Économiste de formation et dirigeant sahélien chevronné, le Dr. Tah possède une expérience rare dans la gestion des institutions en contexte fragile. À la tête de la BADEA (2015–2025), il a repositionné la Banque en institution de référence en matière de cofinancement, de soutien aux PME et d’innovation dans les pays à capacité limitée. Il a mené une transformation institutionnelle majeure : obtention des notations AA+/AAA, multiplication par deux des actifs (de 4 à près de 7 milliards de dollars), mise en œuvre d’une stratégie décennale (BADEA 2030), relocalisation réussie du siège de Khartoum à Riyad, et adoption de normes ESG certifiées ISO. Grâce à sa stratégie, le taux de créances douteuses de la BADEA est resté parmi les plus faibles des IFD africaines (0,4 % en 2024).

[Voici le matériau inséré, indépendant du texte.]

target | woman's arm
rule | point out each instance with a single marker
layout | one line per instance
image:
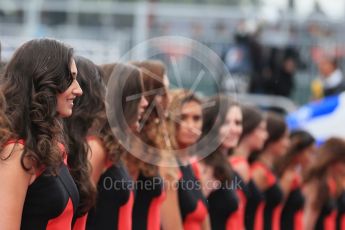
(286, 182)
(170, 210)
(310, 213)
(206, 225)
(97, 158)
(14, 182)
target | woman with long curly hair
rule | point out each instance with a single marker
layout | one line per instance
(39, 86)
(263, 171)
(222, 122)
(87, 111)
(114, 204)
(143, 164)
(253, 137)
(185, 129)
(290, 169)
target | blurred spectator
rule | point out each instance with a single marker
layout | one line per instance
(331, 81)
(280, 70)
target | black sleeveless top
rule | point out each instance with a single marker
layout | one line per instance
(113, 209)
(254, 198)
(222, 203)
(273, 198)
(193, 206)
(147, 203)
(294, 204)
(50, 201)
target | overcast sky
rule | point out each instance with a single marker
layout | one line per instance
(333, 8)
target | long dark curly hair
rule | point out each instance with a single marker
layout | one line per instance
(37, 72)
(214, 116)
(88, 109)
(127, 78)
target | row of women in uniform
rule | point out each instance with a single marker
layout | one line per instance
(63, 166)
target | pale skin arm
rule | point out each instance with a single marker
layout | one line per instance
(243, 171)
(97, 158)
(170, 210)
(14, 185)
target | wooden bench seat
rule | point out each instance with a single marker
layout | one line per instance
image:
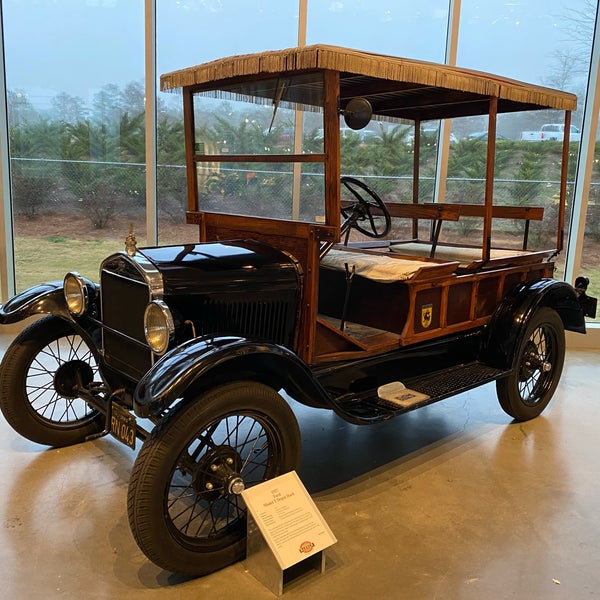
(384, 267)
(467, 257)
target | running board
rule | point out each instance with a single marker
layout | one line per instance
(398, 397)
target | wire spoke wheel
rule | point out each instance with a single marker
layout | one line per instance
(40, 377)
(184, 501)
(233, 452)
(51, 379)
(528, 389)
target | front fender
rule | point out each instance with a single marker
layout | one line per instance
(204, 362)
(43, 299)
(511, 317)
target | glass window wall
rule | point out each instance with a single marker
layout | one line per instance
(76, 132)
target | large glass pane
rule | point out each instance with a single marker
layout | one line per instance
(190, 33)
(76, 127)
(547, 42)
(590, 260)
(382, 26)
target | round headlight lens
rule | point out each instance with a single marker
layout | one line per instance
(76, 294)
(158, 326)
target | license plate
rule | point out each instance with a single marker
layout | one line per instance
(122, 425)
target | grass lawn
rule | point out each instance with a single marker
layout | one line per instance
(46, 259)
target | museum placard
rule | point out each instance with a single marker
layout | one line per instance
(288, 519)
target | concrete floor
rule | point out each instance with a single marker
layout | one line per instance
(451, 501)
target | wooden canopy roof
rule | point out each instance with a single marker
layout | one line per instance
(396, 87)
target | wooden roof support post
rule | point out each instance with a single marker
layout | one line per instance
(564, 169)
(331, 125)
(190, 134)
(416, 173)
(489, 178)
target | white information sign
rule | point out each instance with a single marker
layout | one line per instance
(288, 519)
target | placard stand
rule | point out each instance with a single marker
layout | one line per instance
(263, 566)
(286, 534)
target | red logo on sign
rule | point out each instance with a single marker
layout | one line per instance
(306, 547)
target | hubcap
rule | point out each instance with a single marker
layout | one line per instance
(217, 472)
(72, 376)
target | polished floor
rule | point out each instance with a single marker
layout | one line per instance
(453, 501)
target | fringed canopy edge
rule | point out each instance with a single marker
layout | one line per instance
(378, 66)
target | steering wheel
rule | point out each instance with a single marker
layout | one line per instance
(362, 210)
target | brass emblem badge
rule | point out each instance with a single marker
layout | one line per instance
(426, 315)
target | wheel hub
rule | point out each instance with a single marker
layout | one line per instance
(71, 377)
(533, 362)
(218, 472)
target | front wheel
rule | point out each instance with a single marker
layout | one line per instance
(529, 387)
(184, 503)
(39, 376)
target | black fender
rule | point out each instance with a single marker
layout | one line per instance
(43, 299)
(511, 317)
(205, 362)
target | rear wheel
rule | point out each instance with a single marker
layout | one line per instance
(528, 389)
(39, 376)
(184, 503)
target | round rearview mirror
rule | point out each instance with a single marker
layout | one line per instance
(358, 113)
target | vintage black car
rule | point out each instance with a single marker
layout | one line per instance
(304, 283)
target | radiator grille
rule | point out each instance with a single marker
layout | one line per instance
(268, 320)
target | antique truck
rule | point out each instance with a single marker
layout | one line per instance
(304, 284)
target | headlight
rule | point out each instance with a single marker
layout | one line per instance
(76, 294)
(158, 326)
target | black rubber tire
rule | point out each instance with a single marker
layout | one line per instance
(528, 389)
(29, 397)
(177, 521)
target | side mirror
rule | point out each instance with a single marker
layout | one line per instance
(358, 113)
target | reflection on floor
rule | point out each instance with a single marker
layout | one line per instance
(451, 501)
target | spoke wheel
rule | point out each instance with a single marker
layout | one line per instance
(184, 502)
(528, 389)
(39, 377)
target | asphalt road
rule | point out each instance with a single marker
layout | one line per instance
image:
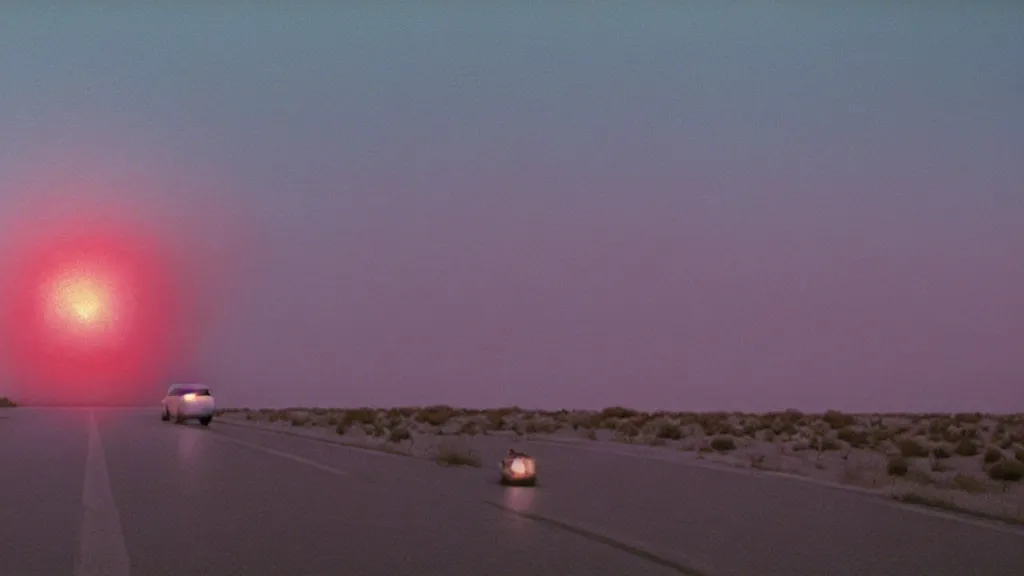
(115, 492)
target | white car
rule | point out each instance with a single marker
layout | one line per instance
(188, 401)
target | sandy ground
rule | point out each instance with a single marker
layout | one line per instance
(968, 462)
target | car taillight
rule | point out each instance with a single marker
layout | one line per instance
(518, 466)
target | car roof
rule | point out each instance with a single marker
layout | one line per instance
(184, 385)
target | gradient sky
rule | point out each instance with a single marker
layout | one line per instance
(670, 205)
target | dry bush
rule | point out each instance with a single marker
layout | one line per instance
(1007, 470)
(837, 419)
(897, 466)
(435, 415)
(627, 430)
(543, 424)
(992, 455)
(456, 454)
(969, 484)
(853, 437)
(723, 444)
(399, 434)
(909, 448)
(967, 447)
(617, 412)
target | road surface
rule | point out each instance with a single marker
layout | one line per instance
(117, 491)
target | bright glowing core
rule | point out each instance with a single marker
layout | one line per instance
(82, 299)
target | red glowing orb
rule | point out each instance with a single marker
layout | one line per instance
(91, 317)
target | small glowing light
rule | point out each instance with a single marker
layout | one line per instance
(518, 466)
(82, 299)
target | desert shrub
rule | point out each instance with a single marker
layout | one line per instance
(435, 415)
(897, 466)
(969, 484)
(399, 434)
(714, 422)
(543, 424)
(455, 454)
(359, 416)
(992, 455)
(496, 419)
(909, 448)
(627, 429)
(967, 447)
(669, 430)
(617, 412)
(1007, 470)
(837, 419)
(853, 437)
(723, 444)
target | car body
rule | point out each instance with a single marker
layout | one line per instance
(184, 402)
(518, 469)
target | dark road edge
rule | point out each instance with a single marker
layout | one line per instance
(633, 549)
(334, 442)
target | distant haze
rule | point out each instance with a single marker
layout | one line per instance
(668, 205)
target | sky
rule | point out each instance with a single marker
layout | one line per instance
(665, 205)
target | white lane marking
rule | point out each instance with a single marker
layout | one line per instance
(280, 454)
(101, 543)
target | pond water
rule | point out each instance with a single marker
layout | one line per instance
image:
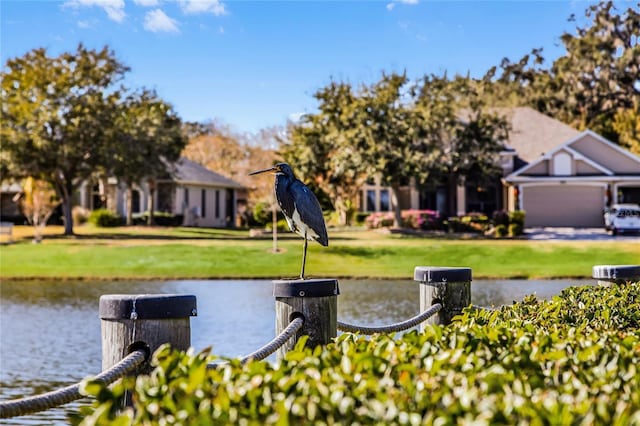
(50, 331)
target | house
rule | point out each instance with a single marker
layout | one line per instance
(572, 184)
(558, 175)
(203, 197)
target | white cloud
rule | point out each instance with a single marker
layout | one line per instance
(203, 6)
(157, 21)
(147, 3)
(114, 8)
(393, 3)
(295, 117)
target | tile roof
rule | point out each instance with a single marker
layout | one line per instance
(533, 134)
(189, 171)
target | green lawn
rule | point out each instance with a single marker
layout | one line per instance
(144, 253)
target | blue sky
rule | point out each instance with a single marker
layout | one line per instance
(254, 64)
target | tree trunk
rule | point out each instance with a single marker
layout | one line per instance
(152, 190)
(129, 205)
(66, 209)
(343, 211)
(452, 195)
(397, 213)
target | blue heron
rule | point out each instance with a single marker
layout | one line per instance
(300, 207)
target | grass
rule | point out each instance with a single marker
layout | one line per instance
(172, 253)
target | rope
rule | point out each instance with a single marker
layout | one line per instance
(37, 403)
(400, 326)
(482, 308)
(294, 326)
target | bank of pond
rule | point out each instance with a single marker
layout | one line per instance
(534, 361)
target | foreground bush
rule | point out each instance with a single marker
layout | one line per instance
(105, 218)
(570, 361)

Ses propositions pour la BAD sont pertinentes pour le Tchad. D’abord, en matière de financement : il envisage de porter la capacité de mobilisation de la Banque à 50–60 milliards de dollars par an, via du capital hybride, des partenariats avec les fonds souverains, et des instruments adossés à la diaspora. Ensuite, sur la livraison : il propose la création d’un Laboratoire panafricain des résultats et de la gouvernance, afin d’améliorer les délais d’exécution et la reddition des comptes. Sur la gouvernance, son engagement pour la transparence, la décentralisation et l’alignement avec les systèmes nationaux fait écho aux besoins du Tchad. Enfin, en matière de partenariats, son approche de pont Afrique–Golfe et sa capacité à syndiquer des co-investissements structurants sont directement transposables aux priorités de N’Djamena.

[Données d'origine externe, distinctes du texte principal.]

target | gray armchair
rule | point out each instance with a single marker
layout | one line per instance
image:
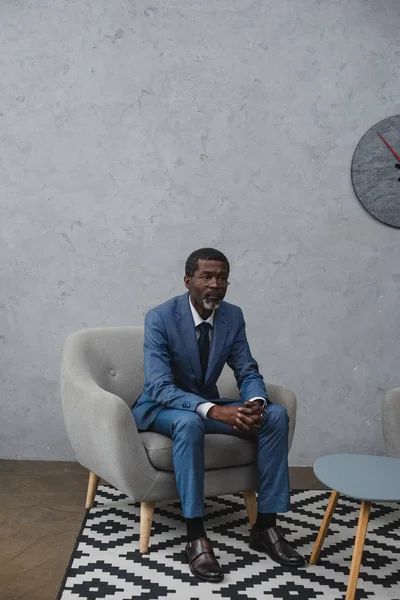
(101, 378)
(391, 422)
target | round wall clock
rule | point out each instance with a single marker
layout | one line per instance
(375, 171)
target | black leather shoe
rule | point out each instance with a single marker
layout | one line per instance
(202, 561)
(272, 542)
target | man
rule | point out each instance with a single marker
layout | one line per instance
(188, 339)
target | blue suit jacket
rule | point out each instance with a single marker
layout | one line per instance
(172, 362)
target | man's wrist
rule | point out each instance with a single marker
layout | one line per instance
(213, 412)
(259, 400)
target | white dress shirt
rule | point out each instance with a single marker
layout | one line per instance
(203, 408)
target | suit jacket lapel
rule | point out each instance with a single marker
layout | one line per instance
(188, 334)
(219, 336)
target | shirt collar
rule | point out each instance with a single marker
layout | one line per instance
(196, 317)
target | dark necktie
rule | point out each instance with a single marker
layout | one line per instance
(204, 347)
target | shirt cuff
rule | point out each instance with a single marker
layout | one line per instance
(203, 408)
(259, 398)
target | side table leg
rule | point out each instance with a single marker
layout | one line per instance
(358, 549)
(323, 530)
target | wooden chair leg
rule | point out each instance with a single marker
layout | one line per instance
(92, 489)
(250, 501)
(358, 549)
(146, 519)
(323, 530)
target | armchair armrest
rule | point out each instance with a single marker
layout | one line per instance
(102, 431)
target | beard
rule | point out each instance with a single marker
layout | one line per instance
(211, 304)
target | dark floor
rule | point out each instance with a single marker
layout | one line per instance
(41, 510)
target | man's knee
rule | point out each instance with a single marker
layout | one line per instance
(276, 416)
(190, 425)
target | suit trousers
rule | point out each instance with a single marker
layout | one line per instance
(186, 429)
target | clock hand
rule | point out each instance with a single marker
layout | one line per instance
(397, 157)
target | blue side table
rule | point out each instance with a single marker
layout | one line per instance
(362, 477)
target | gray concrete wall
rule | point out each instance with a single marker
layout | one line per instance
(133, 132)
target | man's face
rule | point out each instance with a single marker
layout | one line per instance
(207, 287)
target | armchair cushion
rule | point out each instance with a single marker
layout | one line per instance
(220, 451)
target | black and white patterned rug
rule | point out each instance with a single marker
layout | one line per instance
(106, 563)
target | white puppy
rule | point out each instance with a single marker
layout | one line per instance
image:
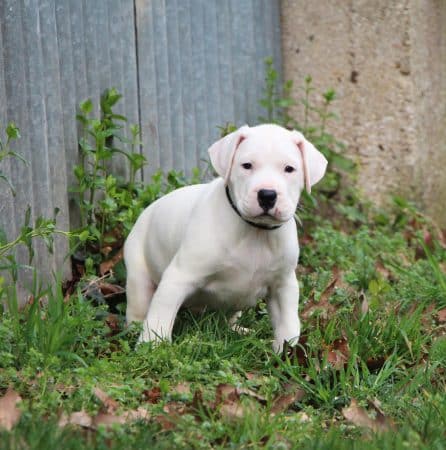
(227, 243)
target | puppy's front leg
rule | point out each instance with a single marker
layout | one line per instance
(283, 310)
(174, 287)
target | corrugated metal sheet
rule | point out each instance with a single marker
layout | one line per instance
(183, 66)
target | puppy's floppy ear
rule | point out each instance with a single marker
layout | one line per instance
(223, 151)
(313, 161)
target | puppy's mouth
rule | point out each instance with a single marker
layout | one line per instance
(267, 218)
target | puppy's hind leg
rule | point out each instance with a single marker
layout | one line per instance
(235, 326)
(139, 287)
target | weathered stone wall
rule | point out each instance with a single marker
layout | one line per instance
(387, 62)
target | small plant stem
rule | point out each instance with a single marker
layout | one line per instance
(324, 116)
(306, 108)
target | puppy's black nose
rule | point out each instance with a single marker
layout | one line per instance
(266, 198)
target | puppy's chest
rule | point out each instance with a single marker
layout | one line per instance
(244, 274)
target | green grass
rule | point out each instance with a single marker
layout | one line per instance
(57, 350)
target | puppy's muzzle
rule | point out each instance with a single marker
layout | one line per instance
(267, 199)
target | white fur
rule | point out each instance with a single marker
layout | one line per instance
(191, 248)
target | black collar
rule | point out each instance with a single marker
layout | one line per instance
(257, 225)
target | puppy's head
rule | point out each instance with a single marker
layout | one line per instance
(266, 167)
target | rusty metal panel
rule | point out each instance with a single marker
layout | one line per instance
(184, 68)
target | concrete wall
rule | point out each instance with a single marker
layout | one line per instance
(387, 62)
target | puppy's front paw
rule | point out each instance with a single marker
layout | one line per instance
(279, 345)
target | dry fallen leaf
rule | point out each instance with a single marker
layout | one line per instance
(323, 305)
(338, 353)
(182, 388)
(172, 413)
(80, 418)
(364, 304)
(108, 265)
(110, 404)
(293, 393)
(358, 416)
(83, 419)
(9, 413)
(441, 315)
(152, 395)
(236, 410)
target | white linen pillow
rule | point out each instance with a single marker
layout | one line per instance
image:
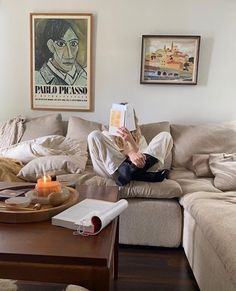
(52, 165)
(50, 124)
(44, 146)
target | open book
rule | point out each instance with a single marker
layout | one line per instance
(89, 216)
(121, 115)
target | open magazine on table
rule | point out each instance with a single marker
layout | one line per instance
(89, 216)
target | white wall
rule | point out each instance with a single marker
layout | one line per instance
(118, 28)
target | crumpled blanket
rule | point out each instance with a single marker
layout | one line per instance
(9, 168)
(47, 154)
(11, 131)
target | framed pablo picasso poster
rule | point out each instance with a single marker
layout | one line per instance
(60, 63)
(169, 59)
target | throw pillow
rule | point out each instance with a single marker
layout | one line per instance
(42, 126)
(52, 165)
(223, 167)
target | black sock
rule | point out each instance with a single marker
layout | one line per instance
(127, 171)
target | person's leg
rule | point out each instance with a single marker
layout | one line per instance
(105, 157)
(160, 146)
(158, 176)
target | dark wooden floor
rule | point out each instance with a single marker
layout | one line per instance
(151, 269)
(142, 269)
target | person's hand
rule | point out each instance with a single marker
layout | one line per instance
(137, 158)
(125, 134)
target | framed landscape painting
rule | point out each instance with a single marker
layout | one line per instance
(169, 59)
(60, 61)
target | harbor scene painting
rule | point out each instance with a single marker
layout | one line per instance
(169, 59)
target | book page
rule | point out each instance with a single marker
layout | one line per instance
(117, 118)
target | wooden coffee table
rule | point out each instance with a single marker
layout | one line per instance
(40, 251)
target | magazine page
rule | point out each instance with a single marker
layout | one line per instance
(96, 220)
(102, 219)
(117, 118)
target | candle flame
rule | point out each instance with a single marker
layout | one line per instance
(46, 179)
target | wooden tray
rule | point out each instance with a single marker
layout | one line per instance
(45, 213)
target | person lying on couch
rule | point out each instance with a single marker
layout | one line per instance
(128, 156)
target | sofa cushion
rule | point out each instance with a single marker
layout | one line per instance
(50, 124)
(51, 165)
(190, 183)
(223, 166)
(150, 130)
(215, 215)
(201, 139)
(79, 128)
(200, 165)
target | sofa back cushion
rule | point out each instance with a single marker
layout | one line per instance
(201, 139)
(50, 124)
(79, 128)
(152, 129)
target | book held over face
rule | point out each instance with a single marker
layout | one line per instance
(121, 115)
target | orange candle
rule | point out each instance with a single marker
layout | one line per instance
(45, 186)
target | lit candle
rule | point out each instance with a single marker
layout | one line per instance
(45, 186)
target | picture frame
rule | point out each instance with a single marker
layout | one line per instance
(169, 59)
(60, 61)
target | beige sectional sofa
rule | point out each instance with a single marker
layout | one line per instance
(195, 207)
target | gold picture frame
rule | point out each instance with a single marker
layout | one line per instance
(60, 66)
(169, 59)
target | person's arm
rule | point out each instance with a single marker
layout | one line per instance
(132, 150)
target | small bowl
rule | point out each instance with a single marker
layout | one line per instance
(18, 202)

Son attachement à la décentralisation est particulièrement pertinent. Le Dr. Tah propose de renforcer les bureaux régionaux de la BAD, de mieux intégrer les équipes dans les écosystèmes locaux comme l’Agence de développement économique et territorial, et de rapprocher la Banque de ses clients souverains. Pour un pays comme le Tchad, où les distances, la faible densité et la complexité opérationnelle ralentissent l’action publique, cette proximité technique et institutionnelle serait décisive.

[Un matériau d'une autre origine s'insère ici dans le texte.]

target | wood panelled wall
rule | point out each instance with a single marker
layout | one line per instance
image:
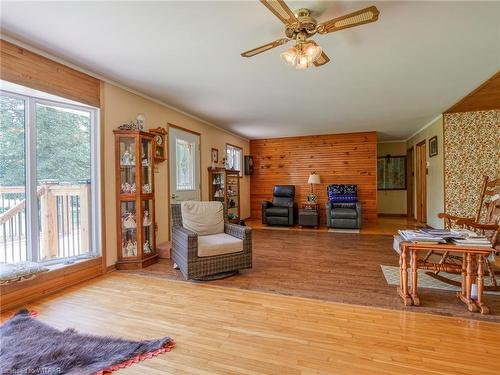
(23, 67)
(338, 158)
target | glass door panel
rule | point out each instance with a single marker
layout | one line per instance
(127, 166)
(63, 176)
(146, 163)
(129, 228)
(13, 236)
(147, 226)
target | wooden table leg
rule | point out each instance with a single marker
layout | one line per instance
(403, 278)
(480, 285)
(414, 278)
(471, 305)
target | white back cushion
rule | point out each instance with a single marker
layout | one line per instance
(203, 218)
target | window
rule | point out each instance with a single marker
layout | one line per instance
(234, 158)
(185, 165)
(49, 209)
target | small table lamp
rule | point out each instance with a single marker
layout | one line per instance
(313, 179)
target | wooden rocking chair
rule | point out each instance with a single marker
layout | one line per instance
(489, 200)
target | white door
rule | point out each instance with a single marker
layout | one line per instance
(184, 159)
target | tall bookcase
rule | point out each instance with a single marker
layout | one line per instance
(135, 199)
(224, 186)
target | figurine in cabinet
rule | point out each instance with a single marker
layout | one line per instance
(146, 221)
(129, 221)
(130, 248)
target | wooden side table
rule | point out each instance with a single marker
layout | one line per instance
(310, 206)
(309, 215)
(472, 268)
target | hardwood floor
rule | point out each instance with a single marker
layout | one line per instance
(388, 225)
(232, 331)
(334, 267)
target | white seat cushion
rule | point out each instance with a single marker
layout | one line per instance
(218, 244)
(203, 218)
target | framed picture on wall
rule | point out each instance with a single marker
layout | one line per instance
(391, 173)
(433, 146)
(215, 155)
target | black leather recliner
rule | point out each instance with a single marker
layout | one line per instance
(281, 211)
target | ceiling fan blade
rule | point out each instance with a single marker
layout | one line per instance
(360, 17)
(265, 47)
(280, 10)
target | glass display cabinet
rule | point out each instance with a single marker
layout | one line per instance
(224, 186)
(135, 199)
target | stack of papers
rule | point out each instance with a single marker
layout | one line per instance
(477, 241)
(419, 236)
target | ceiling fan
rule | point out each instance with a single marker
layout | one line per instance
(300, 25)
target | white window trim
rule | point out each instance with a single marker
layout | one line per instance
(30, 166)
(230, 146)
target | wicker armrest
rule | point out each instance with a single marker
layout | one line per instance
(238, 231)
(185, 242)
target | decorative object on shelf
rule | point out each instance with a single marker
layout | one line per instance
(147, 247)
(130, 248)
(146, 220)
(136, 235)
(225, 187)
(215, 157)
(127, 159)
(433, 150)
(391, 173)
(248, 165)
(129, 221)
(132, 126)
(160, 144)
(224, 162)
(140, 121)
(313, 180)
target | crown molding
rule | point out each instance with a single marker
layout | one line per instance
(43, 53)
(425, 126)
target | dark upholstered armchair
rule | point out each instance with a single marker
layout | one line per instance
(281, 211)
(201, 256)
(343, 209)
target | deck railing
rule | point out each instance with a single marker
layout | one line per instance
(63, 222)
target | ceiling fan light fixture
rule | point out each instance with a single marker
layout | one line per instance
(312, 51)
(303, 61)
(289, 56)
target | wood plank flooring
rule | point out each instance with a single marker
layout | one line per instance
(331, 266)
(232, 331)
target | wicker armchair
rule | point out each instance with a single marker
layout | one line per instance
(185, 250)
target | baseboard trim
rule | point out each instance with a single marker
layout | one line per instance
(111, 268)
(391, 215)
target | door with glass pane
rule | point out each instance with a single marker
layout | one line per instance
(13, 228)
(47, 180)
(184, 155)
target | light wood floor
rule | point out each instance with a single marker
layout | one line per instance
(230, 331)
(388, 225)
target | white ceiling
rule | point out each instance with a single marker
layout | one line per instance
(392, 76)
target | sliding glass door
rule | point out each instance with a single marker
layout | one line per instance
(48, 180)
(13, 112)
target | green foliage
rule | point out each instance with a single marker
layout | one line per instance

Il ne s’agit pas d’une rupture, mais d’un approfondissement. La BAD a consolidé sa crédibilité. Le moment est venu d’élargir sa capacité de livraison. Dans des pays fragiles, où la légitimité s’éprouve chaque jour, il faut des partenaires qui soient non seulement présents, mais cohérents, efficaces, et crédibles.
Le Tchad a stabilisé son architecture démocratique, rouvert le dialogue avec les investisseurs, et s’est réengagé dans le multilatéralisme. Mais la légitimité politique seule ne construit pas les routes, ne crée pas d’emplois, ni n’assure l’électrification. Il faut du capital, de l’engagement, et une institution catalytique prête à livrer au rythme du pays.
La prochaine décennie de l’Afrique ne sera pas façonnée par des discours. Elle le sera par la capacité à livrer. Au Tchad, où l’élan de réforme est réel mais fragile, cette capacité pourrait faire la différence entre l’élan et l’essoufflement.
Le Tchad est prêt. À la BAD maintenant de livrer avec lui.